This is an important inflection point.
When tokens get correctly priced, all of the insane over-investment in capital will need to draw back: buying data centers, semiconductors, and politicians.
Even then, it won't be right-priced with regard to actual costs. The environmental impact should have been priced in from the beginning. There seems to be a parallel with subsidizing fossil fuels, under pricing them which encourages over dependence, ignoring the real costs society will pay later.
I've yet to see any compelling data about inference being particularly expensive. For local LLM models, that are becoming increasingly viable, it's dirt cheap. The same is also true in image gen world where now even a heavily dated GPU can cheaply and quickly produce high quality images.

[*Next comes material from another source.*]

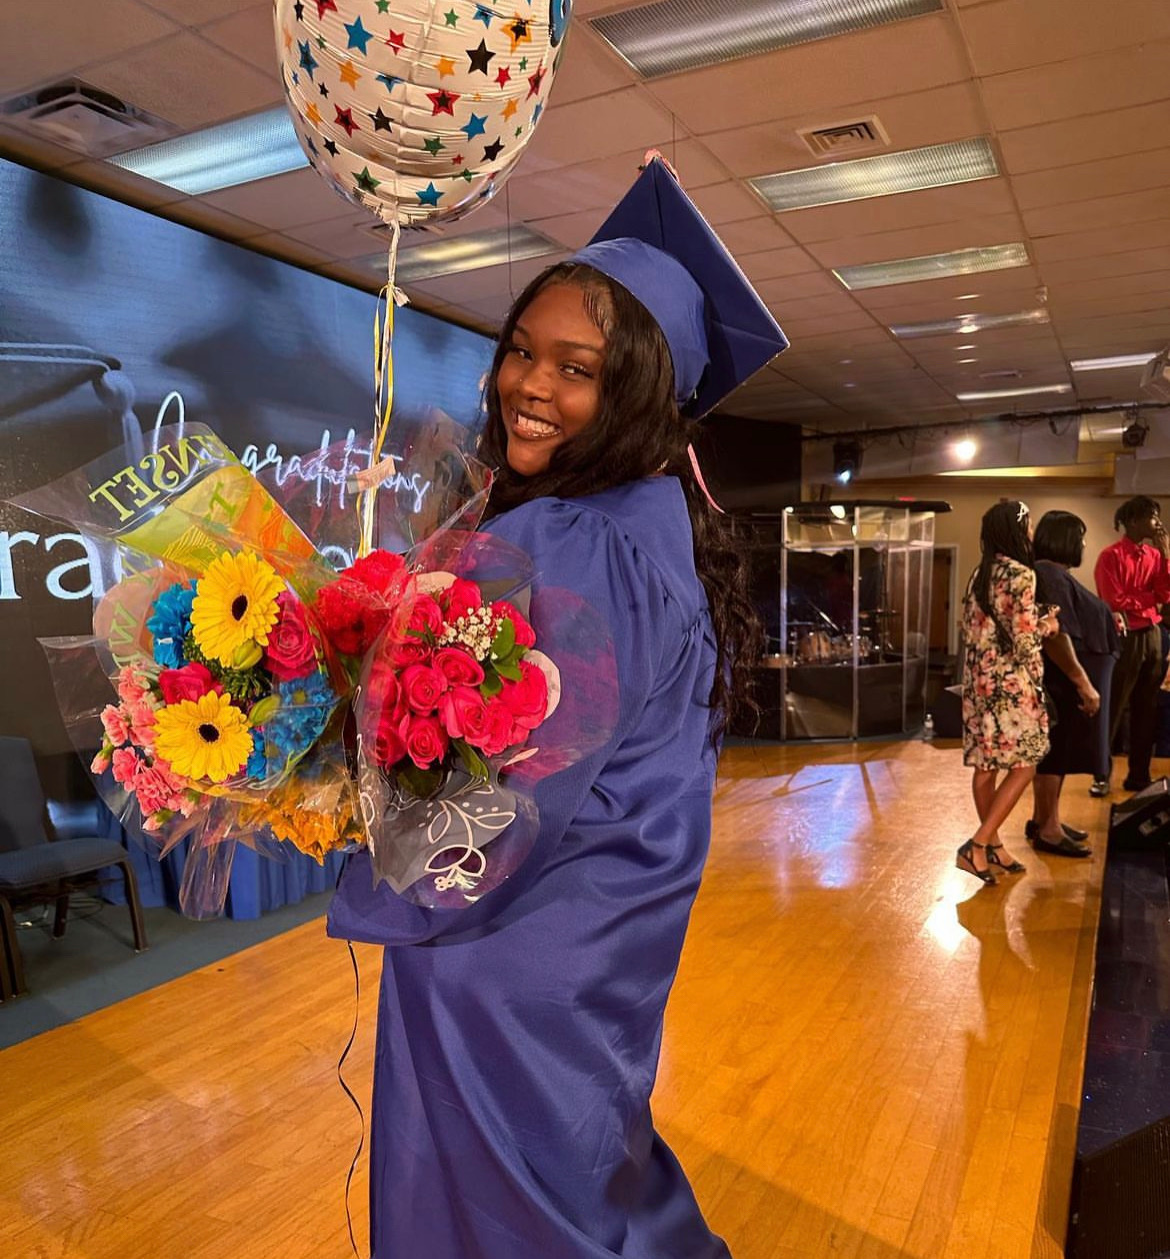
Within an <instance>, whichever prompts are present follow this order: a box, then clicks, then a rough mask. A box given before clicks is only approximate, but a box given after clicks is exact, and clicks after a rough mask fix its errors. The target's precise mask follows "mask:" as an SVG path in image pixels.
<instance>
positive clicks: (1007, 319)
mask: <svg viewBox="0 0 1170 1259" xmlns="http://www.w3.org/2000/svg"><path fill="white" fill-rule="evenodd" d="M1049 319H1050V316H1049V313H1048V311H1047V310H1044V308H1043V307H1042V308H1039V310H1034V311H1018V312H1016V313H1015V315H975V313H972V315H956V316H955V319H941V320H934V321H932V322H927V324H890V326H889V330H890V332H893V334H894V336H897V337H900V339H902V340H903V341H904V340H908V339H909V337H913V336H947V335H958V336H966V335H967V334H968V332H986V331H989V330H991V329H996V327H1024V326H1026V325H1030V324H1031V325H1035V324H1047V322H1049Z"/></svg>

I also think the image gen world is a useful analog because there are a million sites, presumably still making money, with markups that are multiple orders of magnitude off their costs. They're feeding off user ignorance that was, at least in part, artificially seeded by implying high costs for image gen back in its day. Though it's possible/probable that the initial training runs were expensive, but that's a one-and-done cost.
It rather looks like chatgpt/antrophic enterprise tokens and API calls are too expensive. Competition is quite strong on openrouter.
However, the real problem is running wild with token burning. With parallel agents calling subagents you can burn lots of tokens per minute. Especially with thousands of engineers.